So, if the "waveform" you are seeing is not the one expected, then there may be several underlying problems:
- the application is configuring the bluealsa pcm differently to its output pcm (in this case, perhaps the input is configured as 1 channel, but the application generating the waveform treats it as if it is 2 channels; or maybe 16000 rate is interpreted as 32000 or 48000 rate. Either of these would make the waveform appear "compressed" in the way you describe.
- the bluetooth system is "losing" 50% of the samples, with the losses regularly spaced throughout the stream so that the speech is still recognizable but "speeded up"
- bluealsa is reporting the rate to be 16000 or the channels to be 2, but in reality the stream sent by the remote device is only 8000 or 1 channel; or equivalently the application is ignoring the values reported by bluealsa and assuming the wrong rate or channels.
As to why this is only happening in 1 run out of 100, the only suggestion I can make is that there is a race somewhere in the system. I do not remember any similar reports for BlueALSA 3.1.0 (although that was 4 years ago, so I may have forgotten), and there are no current issues that appear comparable.
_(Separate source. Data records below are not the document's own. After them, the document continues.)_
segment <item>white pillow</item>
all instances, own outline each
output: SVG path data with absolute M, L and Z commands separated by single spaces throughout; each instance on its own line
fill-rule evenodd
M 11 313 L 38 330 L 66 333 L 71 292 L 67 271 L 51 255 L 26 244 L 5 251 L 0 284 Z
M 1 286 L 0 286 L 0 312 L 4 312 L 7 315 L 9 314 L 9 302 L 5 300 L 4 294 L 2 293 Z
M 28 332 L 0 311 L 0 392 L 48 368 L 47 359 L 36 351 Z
You can see the bluetooth audio parameters using
bluealsa-cli info <PCM-PATH>
or
bluealsa-aplay -L
Next time you get the "compressed" output, run one of those commands while the stream is still running just to check that you really are receiving mSBC 16000Hz 1channel from the remote device and use whatever debugging is available in your application to see how it has configured its output device (and what conversions it is making internally, if any).